Now Prof. Caldwell's discussion degenerates into an attack against Bishop Lawrence personally:
5-the diocese of SC disassociated from TEC only after TEC tried to remove its bishop. In truth, Lawrence willfully and voluntarily left the Episcopal Church on October 17, 2012 by verbal declaration to the Presiding Bishop. He followed this up by word and deed for the next seven weeks after which the Presiding Bishop accepted his renunciation of orders and deposed him as a bishop in the Episcopal Church. 
This is utter nonsense (and Prof. Caldwell misinterprets the canons to allow an oral -- instead of the required written -- "renunciation" to serve as the prerequisite for a deposition), as I explained in this earlier post. There is no need to repeat my observations here.
6-the diocese of SC represents 80 percent of the 30,000 members of the pre-schism diocese. Actually, the pre-schism diocese numbered around 29,000. It has shrunk by nearly a third since Lawrence became bishop. 2,000 people left with St. Andrew's of Mt. Pleasant. Around 7,000 remained in the Episcopal Church. The independent diocese has around two-thirds of the pre-schism diocese.

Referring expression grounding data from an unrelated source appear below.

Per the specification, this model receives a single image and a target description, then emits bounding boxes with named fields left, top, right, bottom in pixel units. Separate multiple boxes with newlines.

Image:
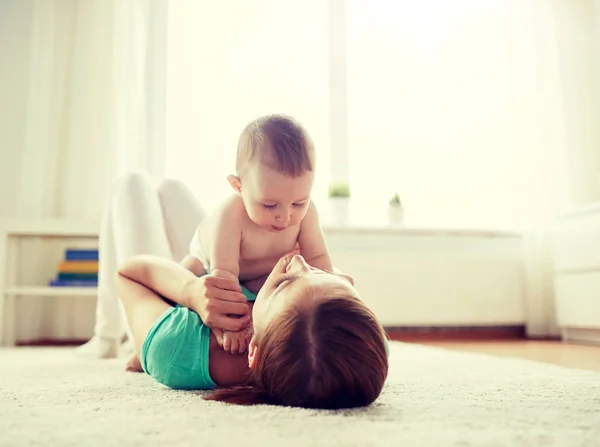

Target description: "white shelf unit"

left=0, top=218, right=100, bottom=346
left=4, top=286, right=98, bottom=297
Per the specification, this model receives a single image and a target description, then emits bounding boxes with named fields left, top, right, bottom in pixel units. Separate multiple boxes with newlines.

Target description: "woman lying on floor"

left=117, top=251, right=389, bottom=409
left=79, top=172, right=388, bottom=409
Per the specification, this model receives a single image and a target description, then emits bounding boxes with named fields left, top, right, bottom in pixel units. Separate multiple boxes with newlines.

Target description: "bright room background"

left=1, top=0, right=600, bottom=344
left=165, top=0, right=600, bottom=229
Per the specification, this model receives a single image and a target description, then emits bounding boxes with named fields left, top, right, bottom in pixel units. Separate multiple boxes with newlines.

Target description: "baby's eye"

left=293, top=202, right=307, bottom=208
left=263, top=204, right=277, bottom=210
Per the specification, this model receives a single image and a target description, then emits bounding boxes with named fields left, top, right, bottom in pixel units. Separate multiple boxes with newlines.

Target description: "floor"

left=3, top=344, right=599, bottom=446
left=23, top=338, right=600, bottom=372
left=414, top=340, right=600, bottom=372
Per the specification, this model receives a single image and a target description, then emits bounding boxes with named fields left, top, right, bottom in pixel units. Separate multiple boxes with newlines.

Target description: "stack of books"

left=48, top=248, right=99, bottom=287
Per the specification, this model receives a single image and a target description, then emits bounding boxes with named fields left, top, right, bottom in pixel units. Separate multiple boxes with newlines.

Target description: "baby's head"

left=228, top=115, right=316, bottom=232
left=206, top=254, right=389, bottom=409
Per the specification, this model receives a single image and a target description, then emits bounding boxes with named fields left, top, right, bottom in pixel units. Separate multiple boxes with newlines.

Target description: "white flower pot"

left=329, top=197, right=350, bottom=225
left=387, top=205, right=404, bottom=226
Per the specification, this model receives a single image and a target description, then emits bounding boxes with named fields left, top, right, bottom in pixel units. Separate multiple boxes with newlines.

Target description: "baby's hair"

left=235, top=114, right=315, bottom=178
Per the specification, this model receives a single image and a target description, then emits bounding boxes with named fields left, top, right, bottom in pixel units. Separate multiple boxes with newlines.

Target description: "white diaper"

left=188, top=233, right=210, bottom=271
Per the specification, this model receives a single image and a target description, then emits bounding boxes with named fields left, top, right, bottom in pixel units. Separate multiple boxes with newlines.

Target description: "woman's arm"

left=117, top=255, right=250, bottom=331
left=180, top=254, right=207, bottom=277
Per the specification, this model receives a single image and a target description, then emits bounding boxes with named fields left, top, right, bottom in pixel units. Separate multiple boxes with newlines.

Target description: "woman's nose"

left=286, top=254, right=311, bottom=274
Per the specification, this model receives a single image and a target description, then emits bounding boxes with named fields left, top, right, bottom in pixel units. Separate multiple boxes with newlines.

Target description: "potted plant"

left=328, top=181, right=350, bottom=225
left=388, top=193, right=404, bottom=225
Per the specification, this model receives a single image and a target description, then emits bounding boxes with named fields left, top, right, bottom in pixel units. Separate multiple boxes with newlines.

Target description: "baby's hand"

left=222, top=326, right=253, bottom=355
left=212, top=327, right=225, bottom=348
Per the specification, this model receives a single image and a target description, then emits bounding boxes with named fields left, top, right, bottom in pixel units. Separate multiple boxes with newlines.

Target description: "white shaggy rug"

left=1, top=342, right=599, bottom=447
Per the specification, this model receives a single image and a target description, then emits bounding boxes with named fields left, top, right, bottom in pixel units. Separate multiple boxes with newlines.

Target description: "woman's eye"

left=263, top=204, right=277, bottom=210
left=273, top=275, right=291, bottom=289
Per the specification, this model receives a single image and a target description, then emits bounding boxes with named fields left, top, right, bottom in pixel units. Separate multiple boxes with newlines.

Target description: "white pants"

left=94, top=172, right=206, bottom=340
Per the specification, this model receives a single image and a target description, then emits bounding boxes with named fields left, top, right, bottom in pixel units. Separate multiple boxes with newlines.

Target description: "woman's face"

left=251, top=254, right=355, bottom=332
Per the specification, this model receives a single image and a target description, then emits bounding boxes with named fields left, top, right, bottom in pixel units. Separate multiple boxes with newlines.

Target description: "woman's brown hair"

left=204, top=288, right=389, bottom=409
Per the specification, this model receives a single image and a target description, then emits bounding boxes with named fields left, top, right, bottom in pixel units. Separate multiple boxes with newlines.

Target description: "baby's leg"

left=76, top=173, right=174, bottom=360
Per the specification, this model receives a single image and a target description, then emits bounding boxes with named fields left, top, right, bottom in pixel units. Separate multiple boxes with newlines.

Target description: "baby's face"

left=240, top=163, right=314, bottom=232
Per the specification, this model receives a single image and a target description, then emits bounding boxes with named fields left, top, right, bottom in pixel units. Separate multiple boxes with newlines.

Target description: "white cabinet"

left=551, top=205, right=600, bottom=345
left=323, top=227, right=526, bottom=327
left=0, top=219, right=99, bottom=346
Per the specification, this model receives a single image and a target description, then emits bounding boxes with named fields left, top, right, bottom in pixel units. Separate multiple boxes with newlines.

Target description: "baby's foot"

left=74, top=336, right=118, bottom=359
left=125, top=354, right=143, bottom=373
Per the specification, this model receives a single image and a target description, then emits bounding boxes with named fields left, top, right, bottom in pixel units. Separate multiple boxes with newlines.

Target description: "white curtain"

left=13, top=0, right=167, bottom=219
left=507, top=0, right=569, bottom=337
left=0, top=0, right=168, bottom=341
left=515, top=0, right=600, bottom=337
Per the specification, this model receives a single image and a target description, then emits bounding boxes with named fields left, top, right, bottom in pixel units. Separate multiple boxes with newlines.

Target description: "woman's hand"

left=187, top=271, right=250, bottom=332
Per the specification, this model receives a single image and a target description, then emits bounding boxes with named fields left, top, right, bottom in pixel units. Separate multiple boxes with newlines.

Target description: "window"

left=166, top=0, right=572, bottom=229
left=346, top=0, right=520, bottom=228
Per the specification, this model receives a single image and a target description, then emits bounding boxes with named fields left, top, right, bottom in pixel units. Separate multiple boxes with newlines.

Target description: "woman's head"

left=206, top=255, right=389, bottom=409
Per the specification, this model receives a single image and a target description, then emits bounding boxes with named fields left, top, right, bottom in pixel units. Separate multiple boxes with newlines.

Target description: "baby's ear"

left=227, top=175, right=242, bottom=194
left=248, top=336, right=258, bottom=369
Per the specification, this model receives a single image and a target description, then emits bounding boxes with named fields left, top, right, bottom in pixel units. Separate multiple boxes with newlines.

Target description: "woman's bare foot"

left=125, top=354, right=143, bottom=373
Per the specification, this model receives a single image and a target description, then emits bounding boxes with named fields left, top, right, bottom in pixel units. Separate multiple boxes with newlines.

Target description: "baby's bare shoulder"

left=221, top=197, right=250, bottom=233
left=199, top=195, right=247, bottom=237
left=203, top=195, right=245, bottom=223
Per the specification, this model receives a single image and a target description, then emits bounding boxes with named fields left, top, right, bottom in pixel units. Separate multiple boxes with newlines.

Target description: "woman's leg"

left=76, top=173, right=174, bottom=358
left=156, top=178, right=207, bottom=262
left=121, top=179, right=208, bottom=370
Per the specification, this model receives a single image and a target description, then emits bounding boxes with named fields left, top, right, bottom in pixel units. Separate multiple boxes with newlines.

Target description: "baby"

left=184, top=114, right=333, bottom=354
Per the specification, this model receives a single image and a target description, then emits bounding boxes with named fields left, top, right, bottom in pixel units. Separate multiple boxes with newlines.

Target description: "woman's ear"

left=227, top=175, right=242, bottom=194
left=248, top=336, right=258, bottom=369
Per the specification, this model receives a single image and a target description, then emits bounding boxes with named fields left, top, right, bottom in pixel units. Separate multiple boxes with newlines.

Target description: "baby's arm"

left=206, top=204, right=253, bottom=354
left=298, top=201, right=333, bottom=272
left=209, top=204, right=242, bottom=280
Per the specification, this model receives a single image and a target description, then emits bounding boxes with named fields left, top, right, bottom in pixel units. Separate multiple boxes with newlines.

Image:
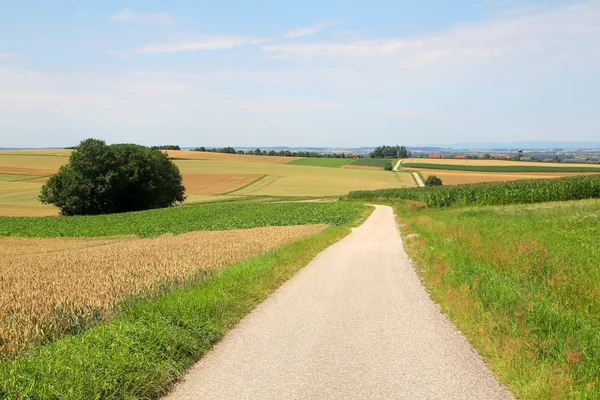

And, it may well be that this number is declining as people are gradually returning to the Episcopal Church. Also, forty per-cent of the pre-schism clergy remained with the Episcopal Church. 
I shall let those more familiar with the statistics of South Carolina demonstrate the falsity of these claims. Where is the proof of the undocumented assertion that "people are gradually returning to the Episcopal Church"? And how could forty percent of the pre-schism clergy have served less than one-quarter of all the parishioners? Were the parishes that remained the ones that were top-heavy and over-staffed?
7-TEC "embraced...a radical fringe scriptural interpretation that makes Christ's teachings optional for salvation." This is an outrageous untruth which only reflects badly on the character of the people deliberately repeating it. 
If this is a true statement, Prof. Caldwell, then please explain how clergy can reconcile their ordination vows to be faithful to the "doctrine, worship and discipline of Christ" with the doctrine, discipline and worship of the current national Church, which has approved provisional rites for the blessing of same-sex unions, and which turns a blind eye to those bishops who violate the Canons and the Rubrics of the BCP to celebrate actual same-sex "marriages."  (See this earlier post for details.)

So we come to the final desultory accusation against the Diocese lodged by this professional historian:
8-the independent diocese is "recognized" by Anglicans around the world. It is indeed "recognized" by some highly conservative and homophobic Anglican prelates in some Third World countries. It is absolutely not recognized by the Anglican Communion and never will be.
This charge is, I regret to say, pathetic. The Anglican primates in "some Third World countries" are to be described as "homophobic" --- for remaining loyal and true to the faith handed down to them from the Apostles?

In so denigrating your ecclesiastical superiors, Prof. Caldwell, you have -- at the end of your "reflections" -- at last shown your true colors. May you come to regret what you have written, and may God give you the grace and peace to recognize what is true, and what is false, about the claims made in the Church on behalf of ECUSA. Especially the claims made by its hired counsel in court.